Néanmoins, la préfecture de Paris fait appel, et c’est ainsi que la cour d’appel prononce la prolongation de son enfermement dans le même CRA de Vincennes.
« C’est devenu systémique depuis la circulaire d’octobre du ministre de l’Intérieur, Bruno Retailleau », s’indigne l’avocate de Mehdi, Me Nina Galmot.
D’autant que le dossier présenté par la préfecture tait volontairement l’hospitalisation du jeune homme.
Une stratégie qui n’est pas méconnue de la préfecture de Paris. D’après la sénatrice écologiste Anne Souyris, le mal-être des personnes placées en rétention au CRA de Vincennes est sciemment passé sous silence.
Les centres de rétention administrative « pires que la prison »
La situation de Mehdi illustre parfaitement les contradictions du système administratif français :
lorsqu’ils ne peuvent être expulsés, les jeunes étrangers sont enfermés et c’est en train de devenir une norme.
« Beaucoup enchaînent les placements en CRA, alors qu’ils ne peuvent pas être expulsés. Ils font trois mois, sortent et y retournent », ajoute la sénatrice Anne Souyris, décrivant des conditions de rétention inhumaines :
« La plupart de ceux que j’ai rencontrés disent que c’est pire que la prison. Les services médicaux, à Vincennes, m’ont indiqué que 100 % des retenus reçoivent des médicaments pour les aider à dormir. Tout le monde devient fou dans ces lieux… ».

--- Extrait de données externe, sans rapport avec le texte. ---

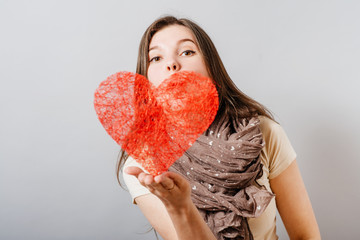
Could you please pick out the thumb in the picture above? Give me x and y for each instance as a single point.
(135, 171)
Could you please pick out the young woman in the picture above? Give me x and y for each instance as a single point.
(228, 196)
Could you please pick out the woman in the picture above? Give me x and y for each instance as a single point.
(171, 201)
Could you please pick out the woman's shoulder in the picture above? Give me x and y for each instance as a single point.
(278, 152)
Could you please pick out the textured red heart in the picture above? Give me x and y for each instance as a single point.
(156, 125)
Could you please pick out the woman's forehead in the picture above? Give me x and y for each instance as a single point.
(174, 34)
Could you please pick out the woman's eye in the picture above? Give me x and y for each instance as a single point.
(155, 59)
(187, 53)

Pour elle, « c’est indigne d’une démocratie », et elle n’est pas la seule à dénoncer cette répression. L’avocate de Mehdi s’inquiète de voir le séjour du jeune homme en CRA se prolonger.
« Il y a peu de chances qu’on le libère », redoute-t-elle, alors que son audience est prévue pour le 23 février, jour de son anniversaire.

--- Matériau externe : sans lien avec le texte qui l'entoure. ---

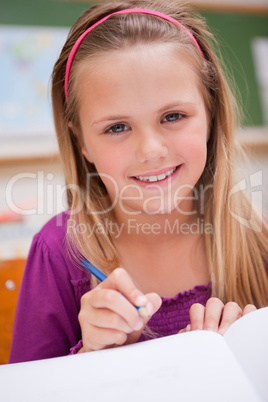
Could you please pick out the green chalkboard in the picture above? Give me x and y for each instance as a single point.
(234, 32)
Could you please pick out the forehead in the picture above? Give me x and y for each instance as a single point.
(156, 69)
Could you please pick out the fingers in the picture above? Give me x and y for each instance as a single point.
(108, 315)
(231, 313)
(249, 309)
(215, 316)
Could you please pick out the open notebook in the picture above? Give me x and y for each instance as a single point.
(194, 366)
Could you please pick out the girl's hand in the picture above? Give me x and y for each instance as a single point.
(215, 316)
(108, 315)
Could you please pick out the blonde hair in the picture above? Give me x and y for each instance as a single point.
(236, 252)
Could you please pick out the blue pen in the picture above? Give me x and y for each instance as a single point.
(101, 277)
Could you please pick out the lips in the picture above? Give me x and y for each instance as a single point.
(156, 178)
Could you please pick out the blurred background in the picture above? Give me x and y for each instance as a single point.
(32, 33)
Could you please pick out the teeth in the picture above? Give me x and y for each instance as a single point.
(151, 179)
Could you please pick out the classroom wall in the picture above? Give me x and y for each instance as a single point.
(38, 157)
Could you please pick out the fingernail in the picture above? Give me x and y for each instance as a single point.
(146, 311)
(141, 301)
(188, 328)
(138, 326)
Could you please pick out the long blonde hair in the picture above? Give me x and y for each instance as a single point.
(237, 248)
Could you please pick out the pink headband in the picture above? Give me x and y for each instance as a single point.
(127, 11)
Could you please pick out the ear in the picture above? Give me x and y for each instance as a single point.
(80, 142)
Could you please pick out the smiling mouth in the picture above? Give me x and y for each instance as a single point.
(153, 179)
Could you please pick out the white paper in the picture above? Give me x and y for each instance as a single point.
(195, 366)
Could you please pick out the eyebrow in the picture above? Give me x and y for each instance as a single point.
(111, 118)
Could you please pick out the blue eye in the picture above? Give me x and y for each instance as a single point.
(172, 117)
(117, 128)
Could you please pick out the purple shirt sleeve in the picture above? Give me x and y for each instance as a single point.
(46, 322)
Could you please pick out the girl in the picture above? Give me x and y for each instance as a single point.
(145, 125)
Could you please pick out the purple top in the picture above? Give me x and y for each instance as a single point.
(46, 322)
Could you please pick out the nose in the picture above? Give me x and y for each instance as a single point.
(151, 147)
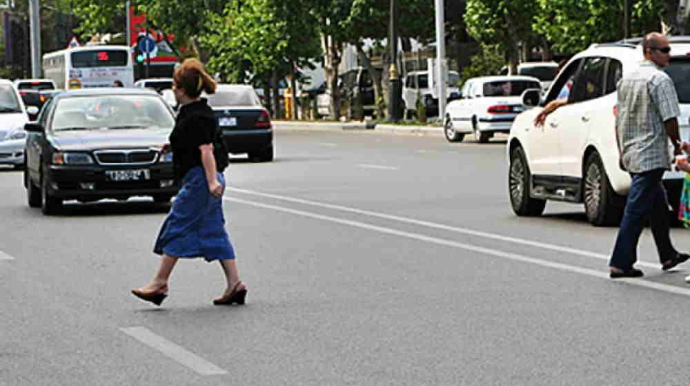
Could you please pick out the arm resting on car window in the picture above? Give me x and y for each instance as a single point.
(671, 126)
(550, 107)
(209, 162)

« Une mission consulaire est prévue le 26 février. Elle ne devrait pas aboutir. Les délais sont courts et les relations avec l’Algérie rendent la délivrance du laissez-passer nécessaire à son expulsion quasiment impossible », explique Me Nina Galmot.
Et de poursuivre : « Avant janvier 2024, Mehdi aurait été concerné par la clause de protection, supprimée par la nouvelle loi immigration. Mais, désormais, les préfets s’appuient sur de tout petits délits pour invoquer la notion de « menace à l’ordre public » introduite dans la nouvelle législation ».
Il devient clair que la rétention administrative, une mesure (et non une sanction) supposée empêcher les étrangers de fuir après une OQTF, est aujourd’hui détournée à des fins répressives.
« Même sans qu’il y ait une condamnation par la justice, les préfectures utilisent ce prétexte pour la mise en place de plus en plus de mesures d’éloignement », dénonce l’avocate.